RASTILHO DE PÓLVORA

Seu João morava na comunidade do Passo do Frei. Lugar que ganhou tal nome devido outrora ser o caminho utilizado por um Frei para chegar até o outro lado do arroio que fazia divisa com uma cidade vizinha.

Pode-se dizer que o Passo do Frei é um lugar bucólico, composto por agricultores donos de pequenas propriedades, que predominam naquelas terras. Um pouco de imigrantes, misturados aos pêlos duros do local, em comum, gente, que por uma vida inteira lutaram para conquistar o pouco que tinham. Mas também havia espaço para mineração, já que o solo era rico em caulim e barro refratário. Era justamente a mineração que leva mais movimento à região, com a movimentação das máquinas e caminhões que transitavam pelas estradas. A sede da comunidade ficava há uns dois quilômetros da casa do falecido João.

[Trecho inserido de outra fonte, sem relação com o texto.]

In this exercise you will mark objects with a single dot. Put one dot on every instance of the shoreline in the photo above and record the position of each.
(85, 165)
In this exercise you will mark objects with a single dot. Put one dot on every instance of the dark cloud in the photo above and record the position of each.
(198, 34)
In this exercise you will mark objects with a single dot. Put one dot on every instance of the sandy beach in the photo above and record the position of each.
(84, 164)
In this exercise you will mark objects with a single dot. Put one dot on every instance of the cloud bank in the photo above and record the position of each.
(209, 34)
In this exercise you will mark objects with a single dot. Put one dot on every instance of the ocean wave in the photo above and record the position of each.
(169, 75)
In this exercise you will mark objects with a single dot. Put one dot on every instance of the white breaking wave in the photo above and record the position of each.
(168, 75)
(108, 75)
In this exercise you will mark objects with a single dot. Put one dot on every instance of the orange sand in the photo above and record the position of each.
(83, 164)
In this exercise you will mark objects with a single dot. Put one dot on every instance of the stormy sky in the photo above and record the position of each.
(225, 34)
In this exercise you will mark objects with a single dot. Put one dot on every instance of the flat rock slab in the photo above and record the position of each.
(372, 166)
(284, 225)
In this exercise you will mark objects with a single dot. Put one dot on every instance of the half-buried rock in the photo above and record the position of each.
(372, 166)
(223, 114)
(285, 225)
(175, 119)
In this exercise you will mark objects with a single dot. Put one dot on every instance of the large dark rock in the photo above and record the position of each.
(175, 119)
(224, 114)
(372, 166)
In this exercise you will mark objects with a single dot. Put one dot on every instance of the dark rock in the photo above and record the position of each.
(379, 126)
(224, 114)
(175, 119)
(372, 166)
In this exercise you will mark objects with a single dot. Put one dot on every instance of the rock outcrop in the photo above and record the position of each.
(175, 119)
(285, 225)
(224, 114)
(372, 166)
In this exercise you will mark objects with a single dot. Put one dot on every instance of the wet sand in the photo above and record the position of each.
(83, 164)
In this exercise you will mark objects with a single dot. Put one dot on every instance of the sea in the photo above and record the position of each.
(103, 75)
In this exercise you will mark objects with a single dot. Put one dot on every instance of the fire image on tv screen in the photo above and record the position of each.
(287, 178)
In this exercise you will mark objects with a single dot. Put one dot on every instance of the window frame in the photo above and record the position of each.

Não eram muitas casas, mas havia espaço para um pequeno boteco, uma escolinha que há uns dois anos fora fechada pela prefeitura que achou mais cômodo levar os alunos para a cidade. Mas o principal ponto de encontro era o pavilhão ao lado da igreja construída de maneira artesanal, em cima de barro e de pedra, e erguida pelos braços do próprio povo da comunidade há uns sessenta anos atrás. Ali na igreja o Padre ia uma vez por mês rezar a missa, não sem antes receber a taxa de reza. Ao lado da Igreja ficava o pavilhão comunitário, local onde se faziam as festas e os encontros da comunidade. No domingo ficava movimentado por causa do campo de futebol que tinha ao lado, quase toda semana o Passo do Frei Esporte Clube enfrentava algum time visitante. Normalmente vindos de outras cidades. Aliás, apaixonado pelo Esporte Seu João foi um dos fundadores do Time.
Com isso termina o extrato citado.